Faith softens the harshness we inflict upon ourselves.

There is a quiet truth hidden inside Pema Chodron's words that many of us feel but rarely say out loud. The harshest critic in our lives is not a boss, not a stranger, not even a difficult family member. It is the voice inside our own heads. The one that replays our mistakes at two in the morning. The one that whispers we are not enough, that we should have done better, that we are falling behind. Pema Chodron gently points to something we often overlook — that the heaviest suffering we carry is the kind we create for ourselves.

Think about the last time something went wrong in your life. Maybe you forgot an important commitment, or you said something clumsy to someone you love, or you simply had a day where nothing felt right. In those moments, how did you speak to yourself? Most of us would never say the things we say to ourselves to a friend who was hurting. We would offer them a cup of tea, a warm hug, and the simple words, "It is okay. You are human. You are doing your best." Yet somehow, we forget to offer ourselves that same grace.

BibiDuck once sat by the pond on a grey afternoon, feathers ruffled, replaying a moment where a kind gesture had been misunderstood. The ripples on the water kept moving outward, and BibiDuck realized something — the water did not punish itself for being disturbed. It simply kept flowing, kept settling, kept finding its way back to calm. Faith works a little like that. It is not about having all the answers or never feeling lost. It is about trusting that even in our most tangled moments, we are still worthy of gentleness. Faith gives us permission to stop being our own worst enemy.

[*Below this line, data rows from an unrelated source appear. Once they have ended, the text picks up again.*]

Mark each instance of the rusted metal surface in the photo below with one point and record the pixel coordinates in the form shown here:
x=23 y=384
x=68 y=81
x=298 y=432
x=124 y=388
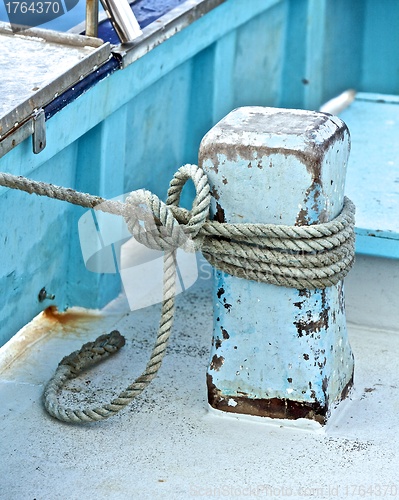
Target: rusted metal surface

When we talk about faith in this sense, we are not necessarily speaking of religion, though it can certainly live there. We are speaking of a deeper, quieter belief — that we are not defined by our worst days, that growth is still possible, that we deserve the same compassion we so freely give to others. Faith becomes the bridge between the harsh judgment we place on ourselves and the soft, forgiving truth that we are still learning, still growing, still beautifully imperfect.

So today, if you find yourself caught in a spiral of self-criticism, pause for just a moment. Place a hand over your heart. Take one slow breath. Ask yourself what you would say to someone you love who was feeling exactly what you are feeling right now. Then say those words to yourself. That is where faith begins — not in grand gestures, but in the small, tender act of choosing to be kinder to the person you spend every single moment with: you.